Hand surgery and microsurgery became more and more specialized in the 1960s and 1970s with phenomenal improvements in techniques and instruments. We worked with the Weck instrument company to develop a double-head operating microscope and refined microsurgery instruments; and worked with Ethicon to develop a fine microsuture.

Foreign fellows and visitors to our program increased in number and one such visiting plastic surgeon from Canniesburn, Scotland, Graham Lister, was invited to return as a partner. He was a superb director of the Fellows’ Education Program; however, increasing morning lectures from five days per week to seven was not so popular with fellows and their families and thus was changed back to weekdays.

Dr. Thomas Wolff, an orthopaedic surgeon, spent a year with us as a fellow in 1976 and was asked to join the practice. Now the practice was complete in that there were general, plastic and orthopaedic surgeons complementing one another within one group in a fairly new specialty, hand surgery.

That diversity in the practice continues today.

Realizing our microsurgery teaching techniques needed improvement, Dr. Robert Acland, also from Canniesburn, was brought to Louisville in 1975 at the suggestion of Dr. Lister. Dr. Acland instituted a world-class Microsurgery Lab at the University of Louisville. Later the Fresh Anatomy Laboratory was organized by Dr. Herb Wald, Professor of Anatomy, and Dr. Acland. In both of these labs, fellows honed their skills, and new research was undertaken. Also in 1975, a Taiwan microsurgeon, Tsu-min Tsai, visited and astounded us with his ability to replant a fifth finger considered by us not technically replantable. He was quickly persuaded to stay in Louisville.

Many people have influenced my career and our practice: local colleagues, with their interaction and support; the talented surgeons who joined the practice; and many other hand surgeons, microsurgeons and visitors from around the world. I would also include our Fellows in Hand Surgery from the world over, with whom interchange of information and ideas greatly contributed to Louisville becoming a center for hand surgery. We also could not have accomplished a fraction of our successes without the support and encouragement of the leadership of Jewish Hospital and University of Louisville Department of Surgery.

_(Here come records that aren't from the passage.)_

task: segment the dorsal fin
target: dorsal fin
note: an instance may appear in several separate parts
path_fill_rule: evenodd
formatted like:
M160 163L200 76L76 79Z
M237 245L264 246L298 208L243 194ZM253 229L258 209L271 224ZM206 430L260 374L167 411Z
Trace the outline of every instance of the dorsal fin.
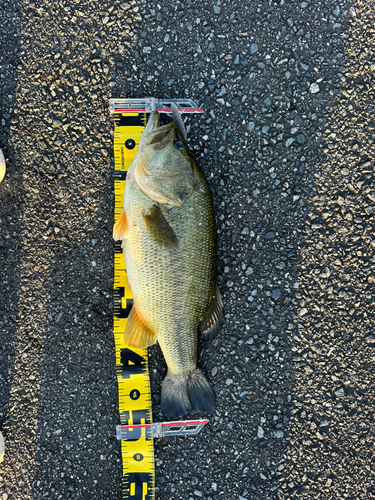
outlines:
M211 303L206 317L200 322L199 333L204 340L213 340L223 324L223 301L219 287L216 284L215 292L211 297Z

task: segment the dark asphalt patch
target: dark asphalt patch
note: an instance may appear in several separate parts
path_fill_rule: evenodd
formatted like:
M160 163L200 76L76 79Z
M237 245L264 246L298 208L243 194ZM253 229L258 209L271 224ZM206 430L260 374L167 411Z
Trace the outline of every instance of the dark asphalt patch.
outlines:
M157 498L371 498L370 8L1 8L3 498L121 498L108 100L145 95L205 111L226 313L201 360L218 408L156 442ZM157 346L150 372L158 421Z

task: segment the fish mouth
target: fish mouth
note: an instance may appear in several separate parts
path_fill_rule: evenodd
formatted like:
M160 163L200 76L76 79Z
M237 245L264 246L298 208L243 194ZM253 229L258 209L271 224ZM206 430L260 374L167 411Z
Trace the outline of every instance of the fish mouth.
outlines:
M140 154L143 153L143 150L147 146L164 142L171 129L175 127L174 123L168 123L167 125L160 126L159 121L159 113L157 111L153 111L150 114L147 125L141 136L141 140L139 141L138 151Z
M148 122L139 141L138 149L143 149L145 144L149 142L148 141L149 135L155 132L155 130L157 130L158 128L160 128L159 113L157 111L153 111L149 116Z
M177 137L177 133L175 132L176 130L176 124L175 123L168 123L167 125L163 125L162 127L157 128L153 132L150 132L149 137L148 137L148 144L151 145L157 145L157 144L163 144L167 143L168 137L170 133L173 131L173 138Z
M146 128L143 131L143 135L147 135L150 132L153 132L158 127L159 127L159 113L157 111L152 111L152 113L148 118Z
M174 113L173 122L167 123L166 125L160 125L160 117L157 111L153 111L150 114L138 146L141 152L147 145L162 146L168 143L169 140L171 140L169 138L171 132L173 135L172 140L177 139L185 142L186 130L182 120L176 118L176 113L178 114L178 111Z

In 2001, the Jewish Hospital opened what we believe is the only 24-hour Emergency Hand Care Center in the world, allowing the hand and upper extremity emergencies to be treated outside the main emergency room where life-threatening injuries take precedence, resulting in the even faster evaluation and care. Our group now numbers 16 surgeons in four locations, with plans to expand further.

Hand surgery has always been interesting to me - working with anatomical structures with many moving parts that have to perform both delicate and heavy tasks, overcoming scar tissue with proper postop care, splinting and therapy and salvaging nerve and vascular function. But whether caring for the hand, the whole patient, or even lab animals, I have kept these professional principles foremost in my life:

  1. Whatever you do, do the best job you possibly can, and when performing surgery, apply your thoughts and interest totally toward the patient you’re taking care of.
  2. If you do something well, develop new procedures, instruments, etc., you are obligated to share them with and teach others.

If anyone were to ask, what is my greatest accomplishment? It is the 1163 hand fellows from 55 countries who trained in Louisville, shared information with us, and returned to their countries to do and teach hand surgery.